2 . The element of claim 1 , further comprising a second underlayer formed on a side of the first underlayer, which is opposite to a side facing the storage layer, and containing an amorphous conductive material.
3 . The element of claim 2 , wherein the conductive material is a metal to which a metalloid is added.
4 . The element of claim 2 , wherein the conductive material is CoFeB.
5 . The element of claim 2 , wherein the second underlayer contains W.
6 . The element of claim 2 , wherein the second underlayer is a ferromagnetic layer which has magnetic anisotropy perpendicular to film planes, and in which a magnetization direction is variable.
7 . The element of claim 2 , wherein a thickness of the first underlayer is 8 Å or more to 20 Å or less, and a thickness of the second underlayer is 1 Å or more to 20 Å or less.
8 . The element of claim 2 , wherein a thickness of the first underlayer is 1 Å or more to 3 Å or less, and a thickness of the second underlayer is 3 Å or more to 15 Å or less.
9 . The element of claim 1 , wherein a thickness of the first underlayer is not more than 20 Å.
10 . The element of claim 2 , wherein the second underlayer further contains a crystalline conductive material.

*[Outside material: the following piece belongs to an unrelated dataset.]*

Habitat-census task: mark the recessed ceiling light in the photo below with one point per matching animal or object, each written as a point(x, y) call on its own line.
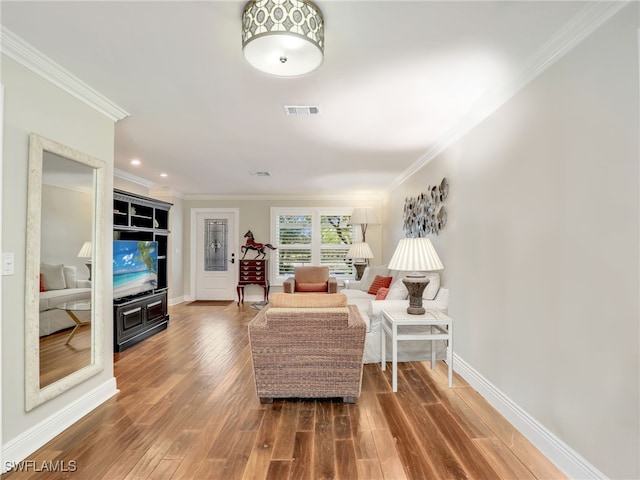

11 . The element of claim 1 , wherein the storage layer contains crystalline CoFeB.
12 . The element of claim 1 , wherein a thickness of the storage layer is 8 Å or more to 15 Å or less.

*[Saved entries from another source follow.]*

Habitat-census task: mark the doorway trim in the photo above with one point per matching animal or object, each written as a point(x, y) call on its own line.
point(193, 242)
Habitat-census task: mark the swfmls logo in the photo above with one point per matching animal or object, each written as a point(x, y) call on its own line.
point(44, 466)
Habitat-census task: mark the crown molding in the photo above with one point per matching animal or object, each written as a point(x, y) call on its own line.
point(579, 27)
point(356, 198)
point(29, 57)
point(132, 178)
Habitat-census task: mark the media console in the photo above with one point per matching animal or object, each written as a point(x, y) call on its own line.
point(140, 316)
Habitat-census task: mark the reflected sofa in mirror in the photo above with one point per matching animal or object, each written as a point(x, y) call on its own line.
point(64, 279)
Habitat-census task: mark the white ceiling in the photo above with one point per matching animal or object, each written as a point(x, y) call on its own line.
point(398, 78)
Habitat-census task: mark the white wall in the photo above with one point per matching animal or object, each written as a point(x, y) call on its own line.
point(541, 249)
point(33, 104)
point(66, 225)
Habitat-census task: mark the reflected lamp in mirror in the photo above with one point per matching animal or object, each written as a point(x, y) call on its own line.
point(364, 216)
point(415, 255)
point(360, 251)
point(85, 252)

13 . The element of claim 2 , further comprising a buffer layer formed on a side of the second underlayer, which is opposite to a side facing the first underlayer, and containing one of W, Mo, and Ta.
14 . A magnetoresistive element manufacturing method comprising:
forming a first underlayer containing amorphous W; forming, on the first underlayer, a storage layer as a ferromagnetic layer which has magnetic anisotropy perpendicular to film planes, and in which a magnetization direction is variable; forming a tunnel barrier layer as a nonmagnetic layer on the storage layer; and forming, on the tunnel barrier layer, a reference layer as a ferromagnetic layer which has magnetic anisotropy perpendicular to film planes, and in which a magnetization direction is invariable.

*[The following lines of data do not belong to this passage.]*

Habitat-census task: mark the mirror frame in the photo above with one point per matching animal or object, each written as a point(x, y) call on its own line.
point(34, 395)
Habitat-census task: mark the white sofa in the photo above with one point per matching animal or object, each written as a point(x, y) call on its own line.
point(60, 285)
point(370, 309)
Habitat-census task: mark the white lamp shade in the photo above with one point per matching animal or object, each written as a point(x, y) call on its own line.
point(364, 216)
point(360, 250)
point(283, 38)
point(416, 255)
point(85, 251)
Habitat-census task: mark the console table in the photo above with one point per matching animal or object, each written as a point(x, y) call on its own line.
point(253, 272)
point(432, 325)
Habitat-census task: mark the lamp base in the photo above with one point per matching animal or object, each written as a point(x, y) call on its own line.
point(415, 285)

15 . The method of claim 14 , further comprising forming a second underlayer containing an amorphous conductive material, before the forming the first underlayer,
wherein the first underlayer is formed on the second underlayer.
16 . The method of claim 14 , wherein the first underlayer is formed by sputtering, and has a thickness of not more than 20 Å.
17 . The method of claim 14 , wherein the second underlayer, the first underlayer, the storage layer, and the reference layer are formed by sputtering in a first chamber, and the tunnel barrier layer is formed by sputtering in a second chamber different from the first chamber.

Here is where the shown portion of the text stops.